Page 1 of 1

Reverse phase gradient by increasing bufer conc.

Posted: Wed Jul 08, 2015 7:37 pm
by Arkcon
This is in some ways a general question on reverse phase HPLC gradients of a type I'd seen from time to time. The gradient goes something like this:

Time %A %B %C
0 min 2 20 78
10 min 20 20 60


Where A is a buffer -- 35 mM ammonium acetate, B is acetonitrile, and C is HPLC water. The column is a typical C18, and the first analyte to come off is potassium sorbate, and the second is phenoxyethanol, the second one being a more non-polar molecule of these two typical preservatives.

My question is: how does this work? The solvent concentration is the same. The water concentration is essentially the same. There's greater salt concentration, but how does that drive a reverse phase separation? Diminished water activity because of greater ionic strength? What problem does methods such as these fix? And what sort of pitfalls are there in making methods such as these?

Re: Reverse phase gradient by increasing bufer conc.

Posted: Thu Jul 09, 2015 10:16 am
by danko
How does this work? Elementary Dr. Watson ;-)

It’s just not a gradient elution – Reversed Phase Chromatography wise.
Rather it is isocratic elution. The buffer could have other roles but it’s not the question in this context.

Best Regards

Re: Reverse phase gradient by increasing bufer conc.

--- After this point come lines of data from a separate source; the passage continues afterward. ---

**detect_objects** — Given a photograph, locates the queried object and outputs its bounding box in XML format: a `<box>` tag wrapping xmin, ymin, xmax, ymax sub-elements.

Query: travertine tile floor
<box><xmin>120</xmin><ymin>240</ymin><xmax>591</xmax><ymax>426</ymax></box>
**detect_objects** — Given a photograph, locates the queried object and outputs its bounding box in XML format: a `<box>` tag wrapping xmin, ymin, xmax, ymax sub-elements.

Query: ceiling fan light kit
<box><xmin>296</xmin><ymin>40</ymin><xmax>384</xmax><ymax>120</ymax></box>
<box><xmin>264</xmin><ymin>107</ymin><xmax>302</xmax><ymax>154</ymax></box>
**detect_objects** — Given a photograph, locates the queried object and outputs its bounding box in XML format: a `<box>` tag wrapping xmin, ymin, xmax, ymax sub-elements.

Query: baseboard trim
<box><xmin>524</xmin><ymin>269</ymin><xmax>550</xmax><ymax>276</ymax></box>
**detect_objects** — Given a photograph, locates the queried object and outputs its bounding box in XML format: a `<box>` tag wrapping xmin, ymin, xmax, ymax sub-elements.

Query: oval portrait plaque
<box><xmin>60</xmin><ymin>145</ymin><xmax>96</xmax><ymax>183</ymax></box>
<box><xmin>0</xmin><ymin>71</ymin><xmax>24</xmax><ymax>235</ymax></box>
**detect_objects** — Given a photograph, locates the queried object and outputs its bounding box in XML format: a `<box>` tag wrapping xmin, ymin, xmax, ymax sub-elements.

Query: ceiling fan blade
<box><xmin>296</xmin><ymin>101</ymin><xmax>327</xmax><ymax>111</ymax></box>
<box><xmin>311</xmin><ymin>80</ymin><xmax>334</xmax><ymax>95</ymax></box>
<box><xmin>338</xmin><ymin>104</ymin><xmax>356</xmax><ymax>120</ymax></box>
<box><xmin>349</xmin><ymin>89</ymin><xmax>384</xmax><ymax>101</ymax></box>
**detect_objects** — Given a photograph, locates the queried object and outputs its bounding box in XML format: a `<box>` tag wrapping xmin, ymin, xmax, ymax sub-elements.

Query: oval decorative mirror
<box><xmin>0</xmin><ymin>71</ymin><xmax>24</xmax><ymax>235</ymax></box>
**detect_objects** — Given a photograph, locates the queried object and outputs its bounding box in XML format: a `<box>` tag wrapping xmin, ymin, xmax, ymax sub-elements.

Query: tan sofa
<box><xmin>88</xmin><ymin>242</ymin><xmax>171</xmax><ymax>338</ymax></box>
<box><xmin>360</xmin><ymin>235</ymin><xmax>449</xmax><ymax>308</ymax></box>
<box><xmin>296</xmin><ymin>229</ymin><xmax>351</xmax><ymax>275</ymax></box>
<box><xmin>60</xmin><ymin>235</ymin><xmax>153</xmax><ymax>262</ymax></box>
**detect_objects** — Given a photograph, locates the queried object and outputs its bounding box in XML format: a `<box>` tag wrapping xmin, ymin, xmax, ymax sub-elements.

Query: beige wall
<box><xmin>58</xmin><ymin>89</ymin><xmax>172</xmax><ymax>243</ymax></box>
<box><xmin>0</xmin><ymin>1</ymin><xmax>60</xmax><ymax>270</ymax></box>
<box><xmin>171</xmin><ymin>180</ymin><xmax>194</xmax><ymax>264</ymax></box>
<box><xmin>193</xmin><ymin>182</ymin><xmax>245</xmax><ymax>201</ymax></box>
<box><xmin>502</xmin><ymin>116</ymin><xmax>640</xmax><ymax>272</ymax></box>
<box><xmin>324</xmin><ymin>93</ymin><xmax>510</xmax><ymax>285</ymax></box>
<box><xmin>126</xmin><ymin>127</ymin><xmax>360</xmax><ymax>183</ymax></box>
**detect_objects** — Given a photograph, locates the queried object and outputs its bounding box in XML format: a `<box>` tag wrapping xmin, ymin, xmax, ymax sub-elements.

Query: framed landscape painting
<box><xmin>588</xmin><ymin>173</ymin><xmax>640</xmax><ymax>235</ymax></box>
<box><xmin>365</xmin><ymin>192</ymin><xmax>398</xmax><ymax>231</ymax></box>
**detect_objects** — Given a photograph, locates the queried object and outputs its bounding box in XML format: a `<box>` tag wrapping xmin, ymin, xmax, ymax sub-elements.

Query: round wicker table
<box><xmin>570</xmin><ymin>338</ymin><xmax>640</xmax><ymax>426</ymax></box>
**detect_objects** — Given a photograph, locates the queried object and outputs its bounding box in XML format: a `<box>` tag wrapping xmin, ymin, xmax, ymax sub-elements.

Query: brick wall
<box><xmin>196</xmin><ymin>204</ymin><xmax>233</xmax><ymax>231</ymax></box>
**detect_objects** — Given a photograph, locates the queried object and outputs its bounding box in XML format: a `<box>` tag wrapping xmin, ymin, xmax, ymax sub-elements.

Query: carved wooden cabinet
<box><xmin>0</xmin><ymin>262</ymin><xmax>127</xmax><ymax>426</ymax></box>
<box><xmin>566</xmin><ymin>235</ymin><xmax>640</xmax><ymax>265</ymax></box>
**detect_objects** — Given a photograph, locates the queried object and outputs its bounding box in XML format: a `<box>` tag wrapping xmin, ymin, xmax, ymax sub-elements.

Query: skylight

Posted: Thu Jul 09, 2015 10:37 am
by kubowicz.tomasz
Hello

I've never seen gradient method with buffer:water

Tom

Re: Reverse phase gradient by increasing bufer conc.

Posted: Sat Jul 11, 2015 12:39 pm
by Arkcon
Thanks, for a while, I was suspecting that this was hydrophilic interaction chromatography. But I don't see an analyte that needs it. Maybe another common ingredient needs it, or the developer just did it for no reason. We'll see if we can look into it at some time.

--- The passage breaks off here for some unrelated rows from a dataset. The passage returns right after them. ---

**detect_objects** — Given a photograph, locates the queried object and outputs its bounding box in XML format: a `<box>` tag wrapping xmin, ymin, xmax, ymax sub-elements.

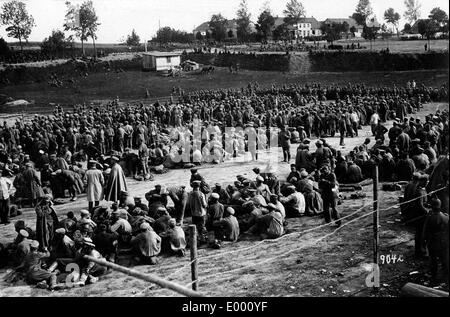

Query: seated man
<box><xmin>111</xmin><ymin>211</ymin><xmax>132</xmax><ymax>245</ymax></box>
<box><xmin>15</xmin><ymin>240</ymin><xmax>56</xmax><ymax>290</ymax></box>
<box><xmin>59</xmin><ymin>211</ymin><xmax>78</xmax><ymax>236</ymax></box>
<box><xmin>246</xmin><ymin>203</ymin><xmax>284</xmax><ymax>239</ymax></box>
<box><xmin>160</xmin><ymin>218</ymin><xmax>186</xmax><ymax>256</ymax></box>
<box><xmin>286</xmin><ymin>164</ymin><xmax>301</xmax><ymax>184</ymax></box>
<box><xmin>6</xmin><ymin>229</ymin><xmax>32</xmax><ymax>266</ymax></box>
<box><xmin>205</xmin><ymin>193</ymin><xmax>224</xmax><ymax>231</ymax></box>
<box><xmin>93</xmin><ymin>223</ymin><xmax>119</xmax><ymax>263</ymax></box>
<box><xmin>213</xmin><ymin>207</ymin><xmax>239</xmax><ymax>242</ymax></box>
<box><xmin>131</xmin><ymin>222</ymin><xmax>161</xmax><ymax>265</ymax></box>
<box><xmin>48</xmin><ymin>228</ymin><xmax>76</xmax><ymax>272</ymax></box>
<box><xmin>303</xmin><ymin>184</ymin><xmax>323</xmax><ymax>216</ymax></box>
<box><xmin>280</xmin><ymin>185</ymin><xmax>305</xmax><ymax>218</ymax></box>
<box><xmin>76</xmin><ymin>238</ymin><xmax>108</xmax><ymax>286</ymax></box>
<box><xmin>77</xmin><ymin>209</ymin><xmax>97</xmax><ymax>230</ymax></box>
<box><xmin>145</xmin><ymin>184</ymin><xmax>168</xmax><ymax>218</ymax></box>
<box><xmin>153</xmin><ymin>207</ymin><xmax>172</xmax><ymax>234</ymax></box>
<box><xmin>347</xmin><ymin>160</ymin><xmax>363</xmax><ymax>184</ymax></box>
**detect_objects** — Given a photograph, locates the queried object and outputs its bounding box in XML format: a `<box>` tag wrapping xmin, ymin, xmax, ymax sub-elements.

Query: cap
<box><xmin>431</xmin><ymin>197</ymin><xmax>441</xmax><ymax>208</ymax></box>
<box><xmin>211</xmin><ymin>193</ymin><xmax>220</xmax><ymax>199</ymax></box>
<box><xmin>83</xmin><ymin>237</ymin><xmax>95</xmax><ymax>247</ymax></box>
<box><xmin>55</xmin><ymin>228</ymin><xmax>66</xmax><ymax>234</ymax></box>
<box><xmin>19</xmin><ymin>229</ymin><xmax>29</xmax><ymax>238</ymax></box>
<box><xmin>267</xmin><ymin>203</ymin><xmax>278</xmax><ymax>210</ymax></box>
<box><xmin>227</xmin><ymin>207</ymin><xmax>235</xmax><ymax>215</ymax></box>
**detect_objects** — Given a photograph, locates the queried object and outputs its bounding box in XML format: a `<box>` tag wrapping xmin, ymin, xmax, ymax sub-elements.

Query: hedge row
<box><xmin>183</xmin><ymin>53</ymin><xmax>289</xmax><ymax>71</ymax></box>
<box><xmin>309</xmin><ymin>51</ymin><xmax>449</xmax><ymax>72</ymax></box>
<box><xmin>0</xmin><ymin>58</ymin><xmax>142</xmax><ymax>85</ymax></box>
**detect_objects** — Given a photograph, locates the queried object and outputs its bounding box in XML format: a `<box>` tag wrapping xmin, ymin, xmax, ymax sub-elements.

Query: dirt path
<box><xmin>0</xmin><ymin>104</ymin><xmax>448</xmax><ymax>296</ymax></box>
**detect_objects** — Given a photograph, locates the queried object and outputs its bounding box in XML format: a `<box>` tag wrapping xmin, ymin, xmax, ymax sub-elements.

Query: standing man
<box><xmin>188</xmin><ymin>180</ymin><xmax>208</xmax><ymax>241</ymax></box>
<box><xmin>410</xmin><ymin>174</ymin><xmax>428</xmax><ymax>258</ymax></box>
<box><xmin>105</xmin><ymin>156</ymin><xmax>127</xmax><ymax>202</ymax></box>
<box><xmin>169</xmin><ymin>185</ymin><xmax>188</xmax><ymax>225</ymax></box>
<box><xmin>84</xmin><ymin>161</ymin><xmax>105</xmax><ymax>215</ymax></box>
<box><xmin>339</xmin><ymin>114</ymin><xmax>347</xmax><ymax>146</ymax></box>
<box><xmin>423</xmin><ymin>198</ymin><xmax>449</xmax><ymax>284</ymax></box>
<box><xmin>0</xmin><ymin>169</ymin><xmax>12</xmax><ymax>225</ymax></box>
<box><xmin>280</xmin><ymin>125</ymin><xmax>291</xmax><ymax>163</ymax></box>
<box><xmin>319</xmin><ymin>165</ymin><xmax>341</xmax><ymax>227</ymax></box>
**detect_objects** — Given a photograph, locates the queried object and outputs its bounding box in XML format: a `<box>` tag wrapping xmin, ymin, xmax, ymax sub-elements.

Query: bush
<box><xmin>0</xmin><ymin>37</ymin><xmax>10</xmax><ymax>56</ymax></box>
<box><xmin>182</xmin><ymin>53</ymin><xmax>290</xmax><ymax>71</ymax></box>
<box><xmin>309</xmin><ymin>51</ymin><xmax>449</xmax><ymax>72</ymax></box>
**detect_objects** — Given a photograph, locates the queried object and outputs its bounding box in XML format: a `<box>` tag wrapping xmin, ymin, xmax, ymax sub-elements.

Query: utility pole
<box><xmin>373</xmin><ymin>162</ymin><xmax>380</xmax><ymax>292</ymax></box>
<box><xmin>189</xmin><ymin>225</ymin><xmax>198</xmax><ymax>291</ymax></box>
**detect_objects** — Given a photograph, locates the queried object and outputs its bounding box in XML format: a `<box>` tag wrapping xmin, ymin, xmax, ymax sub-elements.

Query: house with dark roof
<box><xmin>193</xmin><ymin>19</ymin><xmax>256</xmax><ymax>38</ymax></box>
<box><xmin>322</xmin><ymin>18</ymin><xmax>364</xmax><ymax>37</ymax></box>
<box><xmin>274</xmin><ymin>17</ymin><xmax>322</xmax><ymax>39</ymax></box>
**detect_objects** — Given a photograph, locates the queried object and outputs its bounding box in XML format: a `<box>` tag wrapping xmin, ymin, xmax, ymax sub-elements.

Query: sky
<box><xmin>0</xmin><ymin>0</ymin><xmax>449</xmax><ymax>43</ymax></box>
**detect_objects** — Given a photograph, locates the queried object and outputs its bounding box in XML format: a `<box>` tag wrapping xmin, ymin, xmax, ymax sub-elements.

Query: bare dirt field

Re: Reverse phase gradient by increasing bufer conc.

Posted: Sun Jul 12, 2015 6:20 pm
by HPLCaddict
This is in some ways a general question on reverse phase HPLC gradients of a type I'd seen from time to time. The gradient goes something like this:

Time %A %B %C
0 min 2 20 78
10 min 20 20 60

Where A is a buffer -- 35 mM ammonium acetate, B is acetonitrile, and C is HPLC water.
Are you sure you got this right? It would make sense if A: acetonitrile, B: buffer, C: water. This is something that can be seen sometimes - the sense behind it is to hold the buffer concentration constant while running the gradient.